Pero con la revelación de las Piezas del Umbral, mis ambiciones ya no se medían en territorios conquistados, sino en realidades por dominar.

Necesitaba herramientas a la altura de ese nuevo propósito.

Herramientas que no solo abrumaran, sino que aterrorizaran.

“Valerius,” anuncié, mis ojos amarillos fijándose en la terminal de diseño central.

“Es hora de darle un golpe de autoridad a este mundo.

Iniciemos el Proyecto ‘Apoliön’.

Mark I.” El holograma que surgió era pura poesía mecánica letal.

Un mecha bípedo de 2.30 metros, una estatura diseñada para imponer sin perder agilidad.

Su silueta no era la de un robot torpe; era angulosa, agresiva, inspirada directamente en las líneas brutales y amenazantes de los Decepticons que habitaban mi memoria anterior.

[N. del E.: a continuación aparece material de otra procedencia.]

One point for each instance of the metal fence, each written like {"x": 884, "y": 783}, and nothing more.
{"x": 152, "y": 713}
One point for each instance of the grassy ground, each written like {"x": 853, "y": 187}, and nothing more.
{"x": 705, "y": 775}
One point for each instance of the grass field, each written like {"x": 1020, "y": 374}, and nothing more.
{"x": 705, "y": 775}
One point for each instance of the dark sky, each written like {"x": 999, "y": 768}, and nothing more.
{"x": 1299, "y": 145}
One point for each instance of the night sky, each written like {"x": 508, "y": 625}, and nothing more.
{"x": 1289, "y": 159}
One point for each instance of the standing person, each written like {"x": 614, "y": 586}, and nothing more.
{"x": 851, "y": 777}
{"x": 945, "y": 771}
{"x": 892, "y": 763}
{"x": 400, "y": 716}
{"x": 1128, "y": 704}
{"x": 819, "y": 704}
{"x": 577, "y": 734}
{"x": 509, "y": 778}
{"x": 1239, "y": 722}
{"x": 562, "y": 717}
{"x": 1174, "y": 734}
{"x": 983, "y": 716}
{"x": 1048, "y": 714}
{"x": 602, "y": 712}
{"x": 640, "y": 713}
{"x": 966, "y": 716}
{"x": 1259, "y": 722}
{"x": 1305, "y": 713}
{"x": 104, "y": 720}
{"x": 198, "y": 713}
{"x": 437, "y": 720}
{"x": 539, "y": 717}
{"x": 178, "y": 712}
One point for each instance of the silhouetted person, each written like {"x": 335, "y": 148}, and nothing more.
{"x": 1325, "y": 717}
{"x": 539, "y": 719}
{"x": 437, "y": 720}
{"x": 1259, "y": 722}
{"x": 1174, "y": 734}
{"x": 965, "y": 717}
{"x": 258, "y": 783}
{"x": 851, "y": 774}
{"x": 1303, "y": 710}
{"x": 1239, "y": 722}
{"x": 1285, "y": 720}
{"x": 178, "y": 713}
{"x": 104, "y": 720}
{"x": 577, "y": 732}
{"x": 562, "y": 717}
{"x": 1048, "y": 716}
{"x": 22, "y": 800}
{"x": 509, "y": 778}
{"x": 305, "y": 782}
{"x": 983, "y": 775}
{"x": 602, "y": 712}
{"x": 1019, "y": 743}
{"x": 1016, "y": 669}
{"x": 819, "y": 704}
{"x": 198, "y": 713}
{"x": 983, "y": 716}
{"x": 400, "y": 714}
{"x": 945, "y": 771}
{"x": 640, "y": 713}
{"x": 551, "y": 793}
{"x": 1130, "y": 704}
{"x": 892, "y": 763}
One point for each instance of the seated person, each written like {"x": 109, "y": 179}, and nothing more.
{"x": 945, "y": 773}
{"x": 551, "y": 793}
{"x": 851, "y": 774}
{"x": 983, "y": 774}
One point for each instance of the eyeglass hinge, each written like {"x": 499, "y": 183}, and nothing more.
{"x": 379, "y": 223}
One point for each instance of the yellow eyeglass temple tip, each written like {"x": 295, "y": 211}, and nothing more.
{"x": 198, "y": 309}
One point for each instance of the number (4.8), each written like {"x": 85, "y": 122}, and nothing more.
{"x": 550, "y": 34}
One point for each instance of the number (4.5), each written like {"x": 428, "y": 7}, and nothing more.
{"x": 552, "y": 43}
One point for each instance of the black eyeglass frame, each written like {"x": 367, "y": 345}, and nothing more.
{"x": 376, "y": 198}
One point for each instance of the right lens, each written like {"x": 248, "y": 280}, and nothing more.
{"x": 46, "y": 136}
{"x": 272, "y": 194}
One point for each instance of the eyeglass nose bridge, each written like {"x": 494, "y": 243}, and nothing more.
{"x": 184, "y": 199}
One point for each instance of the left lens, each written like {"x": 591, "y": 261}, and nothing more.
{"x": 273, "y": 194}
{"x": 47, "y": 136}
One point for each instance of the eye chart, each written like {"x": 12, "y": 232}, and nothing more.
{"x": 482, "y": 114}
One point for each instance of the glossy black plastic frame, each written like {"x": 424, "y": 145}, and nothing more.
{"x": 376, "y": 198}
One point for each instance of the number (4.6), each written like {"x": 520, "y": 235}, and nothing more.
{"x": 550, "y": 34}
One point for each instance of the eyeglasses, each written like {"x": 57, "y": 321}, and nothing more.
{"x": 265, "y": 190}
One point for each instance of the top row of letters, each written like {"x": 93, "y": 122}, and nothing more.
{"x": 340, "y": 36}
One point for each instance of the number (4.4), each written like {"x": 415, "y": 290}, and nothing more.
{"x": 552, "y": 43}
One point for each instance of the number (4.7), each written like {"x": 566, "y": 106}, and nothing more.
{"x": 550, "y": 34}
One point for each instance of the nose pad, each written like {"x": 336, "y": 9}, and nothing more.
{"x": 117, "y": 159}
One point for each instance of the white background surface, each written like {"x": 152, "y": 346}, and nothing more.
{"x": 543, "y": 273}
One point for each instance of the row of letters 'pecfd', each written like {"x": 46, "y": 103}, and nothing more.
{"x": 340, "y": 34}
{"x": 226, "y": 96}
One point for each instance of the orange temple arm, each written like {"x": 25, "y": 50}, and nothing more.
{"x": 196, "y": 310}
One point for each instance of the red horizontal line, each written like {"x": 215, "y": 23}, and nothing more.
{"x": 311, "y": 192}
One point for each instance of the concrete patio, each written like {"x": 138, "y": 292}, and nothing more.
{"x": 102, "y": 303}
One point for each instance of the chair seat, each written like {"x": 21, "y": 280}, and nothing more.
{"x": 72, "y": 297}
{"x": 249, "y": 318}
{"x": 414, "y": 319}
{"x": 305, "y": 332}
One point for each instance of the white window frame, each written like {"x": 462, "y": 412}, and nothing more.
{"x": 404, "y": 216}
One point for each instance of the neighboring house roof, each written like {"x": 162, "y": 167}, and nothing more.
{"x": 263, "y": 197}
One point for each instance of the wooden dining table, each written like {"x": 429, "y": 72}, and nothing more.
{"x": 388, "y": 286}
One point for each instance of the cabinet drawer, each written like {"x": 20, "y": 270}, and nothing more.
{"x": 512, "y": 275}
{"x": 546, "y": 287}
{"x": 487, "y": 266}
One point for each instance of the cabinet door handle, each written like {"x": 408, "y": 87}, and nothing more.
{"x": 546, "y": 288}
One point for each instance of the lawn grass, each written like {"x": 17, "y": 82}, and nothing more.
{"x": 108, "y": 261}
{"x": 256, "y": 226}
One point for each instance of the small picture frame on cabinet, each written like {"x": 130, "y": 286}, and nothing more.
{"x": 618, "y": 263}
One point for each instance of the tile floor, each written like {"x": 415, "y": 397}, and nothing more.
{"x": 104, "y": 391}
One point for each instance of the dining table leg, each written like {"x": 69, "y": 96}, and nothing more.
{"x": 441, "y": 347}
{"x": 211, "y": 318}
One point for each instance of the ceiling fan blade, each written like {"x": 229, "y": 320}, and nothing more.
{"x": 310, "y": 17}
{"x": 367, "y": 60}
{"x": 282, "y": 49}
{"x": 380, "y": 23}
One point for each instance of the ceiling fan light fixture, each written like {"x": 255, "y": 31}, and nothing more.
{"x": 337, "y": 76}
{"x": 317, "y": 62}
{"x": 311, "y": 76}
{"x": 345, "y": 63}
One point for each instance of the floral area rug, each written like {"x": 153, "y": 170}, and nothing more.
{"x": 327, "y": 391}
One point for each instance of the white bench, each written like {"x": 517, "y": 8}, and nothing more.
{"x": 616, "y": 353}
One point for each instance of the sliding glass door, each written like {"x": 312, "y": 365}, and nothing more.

Ellos eran la esencia del poder militarista y la villanía sin disculpas, y yo capturaría ese espíritu.

“Especificaciones de combate,” detallé, resaltando cada brazo.

“Derecha: una hoja de plasma estabilizada de alta frecuencia.

Para un corte limpio que ignore la mayoría de los blindajes.

Izquierda: un escudo de energía proyectada modular, y anclado en el antebrazo, un cañón de aceleración de plasma pesado.

Defensa sólida y potencia de fuego demoledora en un solo paquete.” “Movilidad,” continué.

“Propulsores de vectores en espalda y piernas.

Capacidad de vuelo atmosférico a altas velocidades y salto aumentado.

Será un depredador, no un tanque.” Luego vino la supervivencia.

“Blindaje compuesto por capas.

Externa: Titanio reforzado y Uranio empobrecido para máxima resistencia a impactos.

Media: Acero cerámico reforzado para disipar energía térmica.

Interna: Aluminio de alta densidad y Kevlar reforzado para absorber metralla.

Y envolviéndolo todo, un escudo de plasma deflector de cobertura completa.

Anulará cualquier cosa que no sea un golpe directo y masivo.” “Los colores,” preguntó Valerius, su núcleo de diamante reflejando el diseño.

“Armazón principal, rojo sangre,” declaré.

El color de mi imperio y una advertencia.

“La cabeza, blanca.

Un cráneo mecánico e impasible.

Los visores, un azul frío y penetrante.” La imagen era aterradora.

Un espectro de muerte en rojo y blanco.

Mientras las líneas de producción se dedicaban a forjar al Apoliön, mi mente pasó a la infantería pesada.

Los droidekas de aquellos archivos eran un buen concepto, pero lamentablemente ejecutado.

“Los droidekas.

Rediseño completo.

Dupliquen su potencia de fuego, cuatro cañones repetidores de alto rendimiento.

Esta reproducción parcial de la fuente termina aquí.